BP faces largest fine in US history over Gulf oil spill
Oil giant is hoping to draw a line under Deepwater Horizon disaster by paying fine, but civil lawsuits are bound to follow
BP is expected to accept the largest criminal fine in US history today to resolve the investigation into the 2010 Deepwater Horizon oil rig disaster in the Gulf of Mexico.
Details of a deal with the US Justice Department (DOJ) were being hammered out yesterday with an announcement expected this afternoon, the Financial Times reports.
The settlement would mark the end of a messy chapter in relations between BP and the US government, which have nosedived since the disaster, which claimed the lives of 11 people and led to an oil spill that was only brought under control after five months.
In order for a deal to be struck BP would have to agree a statement of facts about the cause of the accident and pay a fine that is bound to open it up to further civil lawsuits.
The Wall Street Journal says the size of the fine BP will have to pay is not yet clear but the settlement could surpass the previous record $1.3bn (£820m) fine that was handed down to Pfizer for marketing fraud related to pain medication in 2009.
BP could be liable for between $5.4bn and $21bn in civil penalties under the US Clean Water Act alone. Much will depend on whether BP admits the criminal charge of gross negligence, which it has previously denied.
At stake are billions of dollars that could flow to five nations that were affected by the oil spill. BP had originally hoped to reach a global settlement with the five countries but arguments over the size of the settlement and how it should be shared has hampered progress.

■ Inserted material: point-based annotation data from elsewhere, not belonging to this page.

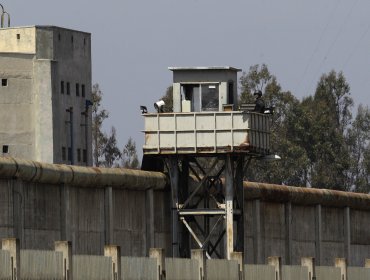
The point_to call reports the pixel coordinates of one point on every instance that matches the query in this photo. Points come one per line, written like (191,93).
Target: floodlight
(143,109)
(159,106)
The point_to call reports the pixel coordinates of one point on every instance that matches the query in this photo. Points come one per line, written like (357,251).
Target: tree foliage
(130,158)
(98,116)
(317,139)
(111,151)
(106,151)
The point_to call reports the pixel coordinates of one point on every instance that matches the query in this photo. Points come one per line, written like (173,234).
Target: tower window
(78,155)
(64,156)
(69,153)
(84,155)
(83,90)
(5,149)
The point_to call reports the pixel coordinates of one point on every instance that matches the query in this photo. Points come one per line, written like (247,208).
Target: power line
(356,46)
(318,43)
(334,42)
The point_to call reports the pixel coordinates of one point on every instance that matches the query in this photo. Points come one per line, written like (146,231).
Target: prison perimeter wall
(94,207)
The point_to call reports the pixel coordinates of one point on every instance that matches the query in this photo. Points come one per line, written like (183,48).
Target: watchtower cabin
(207,199)
(205,119)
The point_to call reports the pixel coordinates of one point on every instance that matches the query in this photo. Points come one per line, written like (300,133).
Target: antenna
(3,13)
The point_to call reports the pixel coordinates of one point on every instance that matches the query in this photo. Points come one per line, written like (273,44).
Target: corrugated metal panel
(222,269)
(182,269)
(206,132)
(92,267)
(358,273)
(5,266)
(259,272)
(327,273)
(294,272)
(136,268)
(37,264)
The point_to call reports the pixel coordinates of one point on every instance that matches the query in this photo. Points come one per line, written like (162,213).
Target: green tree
(257,78)
(291,170)
(129,155)
(111,152)
(327,118)
(359,144)
(99,139)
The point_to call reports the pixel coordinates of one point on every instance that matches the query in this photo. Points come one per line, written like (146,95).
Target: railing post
(158,253)
(276,262)
(342,264)
(200,256)
(65,247)
(114,252)
(13,247)
(309,262)
(238,256)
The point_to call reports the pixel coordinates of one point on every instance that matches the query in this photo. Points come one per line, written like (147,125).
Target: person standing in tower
(260,103)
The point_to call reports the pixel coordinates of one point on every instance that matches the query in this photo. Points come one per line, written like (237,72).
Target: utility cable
(318,43)
(335,40)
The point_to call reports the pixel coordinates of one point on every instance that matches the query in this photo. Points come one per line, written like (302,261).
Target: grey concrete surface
(34,61)
(42,207)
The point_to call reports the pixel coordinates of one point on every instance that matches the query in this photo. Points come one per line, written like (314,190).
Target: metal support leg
(240,201)
(174,177)
(229,197)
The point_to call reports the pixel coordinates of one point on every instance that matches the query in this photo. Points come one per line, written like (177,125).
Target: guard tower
(206,145)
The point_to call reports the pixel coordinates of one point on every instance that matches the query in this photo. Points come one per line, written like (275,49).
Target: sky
(135,41)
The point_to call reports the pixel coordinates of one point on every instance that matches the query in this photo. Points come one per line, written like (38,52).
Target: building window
(69,153)
(83,90)
(84,155)
(78,155)
(5,149)
(64,153)
(203,97)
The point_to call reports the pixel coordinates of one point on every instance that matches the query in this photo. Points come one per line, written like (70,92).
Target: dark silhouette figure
(260,104)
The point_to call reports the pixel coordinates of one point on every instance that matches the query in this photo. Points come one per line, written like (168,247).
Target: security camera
(159,106)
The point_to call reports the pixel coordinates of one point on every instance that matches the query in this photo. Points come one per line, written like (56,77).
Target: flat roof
(204,68)
(43,27)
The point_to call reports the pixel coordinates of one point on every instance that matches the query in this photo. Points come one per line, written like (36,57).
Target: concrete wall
(35,60)
(42,203)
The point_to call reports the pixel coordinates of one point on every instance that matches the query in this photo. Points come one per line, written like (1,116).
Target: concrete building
(45,92)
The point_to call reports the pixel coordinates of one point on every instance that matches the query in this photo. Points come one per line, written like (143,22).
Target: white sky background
(133,43)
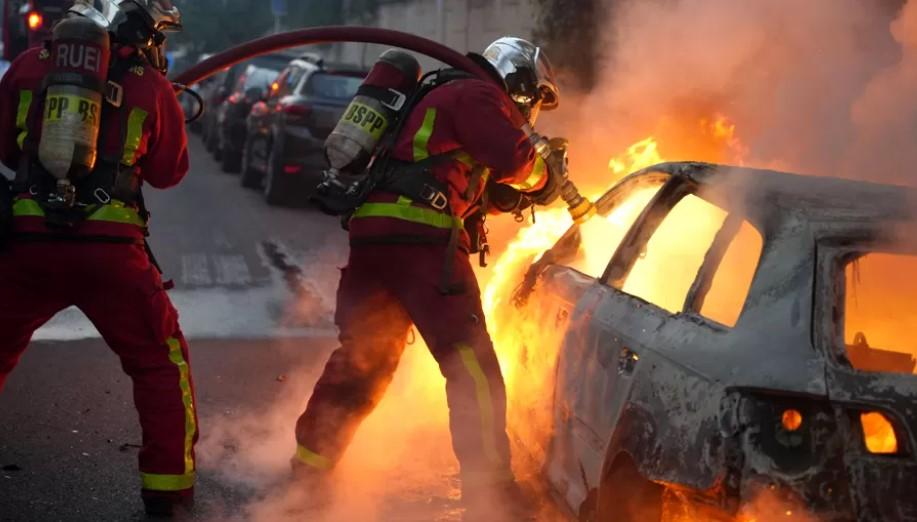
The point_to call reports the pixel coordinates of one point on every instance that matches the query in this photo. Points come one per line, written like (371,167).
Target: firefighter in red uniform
(90,252)
(460,153)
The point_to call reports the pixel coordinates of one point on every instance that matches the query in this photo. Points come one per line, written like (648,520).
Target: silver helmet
(526,71)
(99,11)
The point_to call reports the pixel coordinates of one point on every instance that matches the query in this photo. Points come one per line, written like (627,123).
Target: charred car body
(726,333)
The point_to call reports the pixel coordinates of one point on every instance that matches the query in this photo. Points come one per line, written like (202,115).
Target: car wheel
(626,496)
(273,190)
(251,177)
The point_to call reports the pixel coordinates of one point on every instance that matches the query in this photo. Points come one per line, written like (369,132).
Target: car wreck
(722,333)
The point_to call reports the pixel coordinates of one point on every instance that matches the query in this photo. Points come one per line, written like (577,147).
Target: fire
(642,154)
(527,339)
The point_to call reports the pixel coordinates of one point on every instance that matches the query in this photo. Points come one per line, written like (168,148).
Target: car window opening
(731,283)
(325,85)
(601,236)
(880,313)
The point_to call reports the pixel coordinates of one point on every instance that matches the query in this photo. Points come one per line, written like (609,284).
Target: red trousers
(116,286)
(383,290)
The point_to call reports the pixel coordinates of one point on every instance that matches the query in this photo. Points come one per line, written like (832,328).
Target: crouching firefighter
(87,119)
(456,154)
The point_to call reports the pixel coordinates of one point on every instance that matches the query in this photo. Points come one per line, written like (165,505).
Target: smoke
(820,87)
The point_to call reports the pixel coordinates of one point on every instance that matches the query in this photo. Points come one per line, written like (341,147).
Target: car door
(557,311)
(868,325)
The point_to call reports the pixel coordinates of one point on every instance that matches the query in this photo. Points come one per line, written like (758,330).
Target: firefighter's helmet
(526,71)
(99,11)
(161,15)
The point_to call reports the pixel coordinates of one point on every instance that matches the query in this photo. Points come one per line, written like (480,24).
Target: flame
(527,339)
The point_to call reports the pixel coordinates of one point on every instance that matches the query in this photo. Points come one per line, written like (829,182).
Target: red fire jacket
(468,116)
(149,135)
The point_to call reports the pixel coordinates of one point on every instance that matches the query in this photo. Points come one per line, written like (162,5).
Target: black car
(218,88)
(251,87)
(286,133)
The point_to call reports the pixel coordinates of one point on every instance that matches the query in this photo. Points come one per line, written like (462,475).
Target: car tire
(231,160)
(273,189)
(251,177)
(207,138)
(626,496)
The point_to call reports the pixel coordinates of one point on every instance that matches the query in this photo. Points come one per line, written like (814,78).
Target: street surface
(255,289)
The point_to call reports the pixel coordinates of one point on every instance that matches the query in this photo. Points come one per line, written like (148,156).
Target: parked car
(722,335)
(215,92)
(286,133)
(232,114)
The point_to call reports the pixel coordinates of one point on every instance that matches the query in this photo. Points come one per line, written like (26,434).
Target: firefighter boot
(168,504)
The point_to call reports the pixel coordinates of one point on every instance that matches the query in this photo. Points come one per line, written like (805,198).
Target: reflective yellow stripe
(538,173)
(22,116)
(184,381)
(422,138)
(156,482)
(312,459)
(134,134)
(27,207)
(485,401)
(408,213)
(116,212)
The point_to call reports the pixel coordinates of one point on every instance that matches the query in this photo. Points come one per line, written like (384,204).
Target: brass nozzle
(580,208)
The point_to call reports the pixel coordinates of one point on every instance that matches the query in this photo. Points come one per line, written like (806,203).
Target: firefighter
(78,231)
(459,154)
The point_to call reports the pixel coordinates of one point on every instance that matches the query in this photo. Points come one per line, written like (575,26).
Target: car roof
(817,197)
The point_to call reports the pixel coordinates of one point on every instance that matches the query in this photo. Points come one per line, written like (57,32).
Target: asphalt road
(255,290)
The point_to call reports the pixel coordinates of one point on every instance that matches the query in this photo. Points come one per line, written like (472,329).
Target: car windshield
(333,86)
(259,78)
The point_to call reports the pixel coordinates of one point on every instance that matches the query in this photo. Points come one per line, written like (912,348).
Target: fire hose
(579,207)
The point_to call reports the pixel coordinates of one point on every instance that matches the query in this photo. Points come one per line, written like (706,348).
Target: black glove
(556,164)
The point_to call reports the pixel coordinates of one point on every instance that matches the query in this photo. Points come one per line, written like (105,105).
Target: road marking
(195,270)
(232,270)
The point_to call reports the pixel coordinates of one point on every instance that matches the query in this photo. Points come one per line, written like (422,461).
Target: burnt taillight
(791,419)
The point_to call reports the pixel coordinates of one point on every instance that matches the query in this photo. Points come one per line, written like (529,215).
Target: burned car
(722,335)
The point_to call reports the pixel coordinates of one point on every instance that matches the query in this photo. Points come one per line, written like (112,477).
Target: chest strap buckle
(434,198)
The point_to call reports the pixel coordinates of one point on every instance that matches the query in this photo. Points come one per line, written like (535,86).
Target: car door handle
(627,361)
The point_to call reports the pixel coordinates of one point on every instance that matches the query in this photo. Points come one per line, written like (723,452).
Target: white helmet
(99,11)
(526,71)
(161,15)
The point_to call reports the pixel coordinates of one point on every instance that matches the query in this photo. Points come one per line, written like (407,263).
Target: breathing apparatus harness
(416,181)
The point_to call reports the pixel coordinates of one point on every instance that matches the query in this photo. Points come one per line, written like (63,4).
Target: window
(687,239)
(880,312)
(292,79)
(601,235)
(724,301)
(333,86)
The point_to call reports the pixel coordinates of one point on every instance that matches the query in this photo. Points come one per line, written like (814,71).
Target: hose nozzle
(580,208)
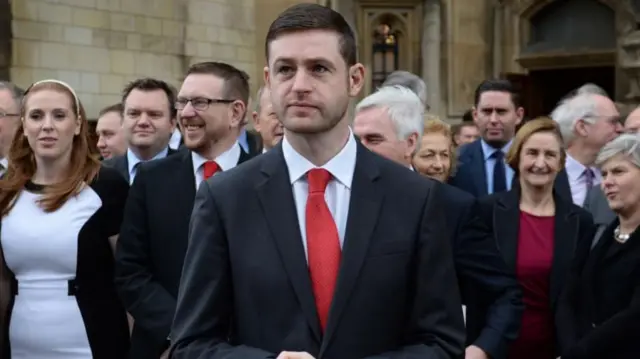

Other companies involved in the disaster include Halliburton, which has always maintained it carried out its work on the Deepwater Horizon oil rig properly, and Transocean, the owner-operator of the rig.
Transocean is negotiating a $1.5bn settlement with the DOJ for its part in the environmental disaster, which would be paid out of a $2bn provision it has set aside to cover the costs of the spill.